The pointer also controls aim for your proton pack. When trying to catch a ghost you first wear the spectre down with constant fire and then slam it around with a little motion-QTE. These are mercifully brief and actually quite fun. The final act is a quick bowling motion with the nun-chuck to send out a trap that you then have to move the ghost into.
All this works really rather well; the feedback in what you see on screen relates perfectly to the motion controls, and it quickly feels very natural. It would take a pretty joyless player to insist that these controls were ‘pointless waggling’. The IR pointer in particular is an excellent way to control your proton beam and all the other motion controls only serve to embellish that further.
Apparently the script used in all versions of the game is the same, but the Wii version features some extra diversity in gameplay that lead certain publications at the time to claim this was the best version of the game.
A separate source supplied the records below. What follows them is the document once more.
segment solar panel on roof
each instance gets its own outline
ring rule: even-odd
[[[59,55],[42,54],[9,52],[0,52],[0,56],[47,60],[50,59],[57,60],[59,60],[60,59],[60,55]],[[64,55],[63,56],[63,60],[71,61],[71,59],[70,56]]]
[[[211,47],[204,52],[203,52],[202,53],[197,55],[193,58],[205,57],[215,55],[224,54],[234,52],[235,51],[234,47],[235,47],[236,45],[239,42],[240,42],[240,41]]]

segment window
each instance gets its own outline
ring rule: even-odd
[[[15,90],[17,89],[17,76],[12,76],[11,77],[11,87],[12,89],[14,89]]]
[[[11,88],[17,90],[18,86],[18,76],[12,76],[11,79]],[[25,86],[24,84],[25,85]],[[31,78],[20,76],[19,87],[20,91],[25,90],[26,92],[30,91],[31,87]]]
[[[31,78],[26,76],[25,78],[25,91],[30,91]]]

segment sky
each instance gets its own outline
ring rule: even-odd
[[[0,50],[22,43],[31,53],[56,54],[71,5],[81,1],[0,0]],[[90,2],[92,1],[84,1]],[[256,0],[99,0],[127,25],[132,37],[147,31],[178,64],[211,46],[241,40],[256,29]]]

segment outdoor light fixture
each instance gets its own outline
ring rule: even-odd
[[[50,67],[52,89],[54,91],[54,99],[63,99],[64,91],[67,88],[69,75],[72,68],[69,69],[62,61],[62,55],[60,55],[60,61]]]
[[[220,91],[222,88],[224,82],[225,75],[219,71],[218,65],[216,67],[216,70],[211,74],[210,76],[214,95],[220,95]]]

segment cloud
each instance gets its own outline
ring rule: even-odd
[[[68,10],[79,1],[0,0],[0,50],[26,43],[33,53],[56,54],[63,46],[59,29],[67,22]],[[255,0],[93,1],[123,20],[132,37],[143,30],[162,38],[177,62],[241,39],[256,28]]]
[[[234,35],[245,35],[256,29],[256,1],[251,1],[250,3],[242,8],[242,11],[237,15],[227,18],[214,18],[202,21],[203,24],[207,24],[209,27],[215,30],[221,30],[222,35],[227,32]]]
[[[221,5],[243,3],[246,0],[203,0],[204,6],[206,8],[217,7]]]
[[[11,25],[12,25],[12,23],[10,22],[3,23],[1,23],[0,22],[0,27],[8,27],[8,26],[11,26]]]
Unfortunately I haven’t played the PS3/360 version in either it’s original or remastered form, so I don’t know if the issues in the Wii version are unique or shared on all systems.
I was personally a little disappointed that the 3 of first 4 ghosts, and both of the first two locations are lifted directly from the 1986 movie. The pitch is that this game is supposed to essentially be ‘Ghostbusters III’ so the reliance on these story beats feels like a deliberately nostalgic cop out.
But the biggest issue here is the pacing.
Despite being broken up into short 10 minute missions the game plays very slowly. The basic makeup of most levels involves tracking, and then trapping at least one ghost. Often the tracking, which involves checking your PKE antenna and goggles regularly, takes a long time and is basically walking - and then during the ‘trapping’ phase, the section where you shoot at the ghost to tire it, often outstays its welcome. There are also some peculiar delivery issues with the script that are not helped by some very odd musical cues.
Ghostbusters on the Wii does some brilliant things, and as an example of how the console’s motion controls could be implemented in an intuitive way it’s almost peerless.
Unfortunately the problems with pacing and polishing are just a bit too off-putting, and left me a little frustrated that I had to endure them to get to the fun parts.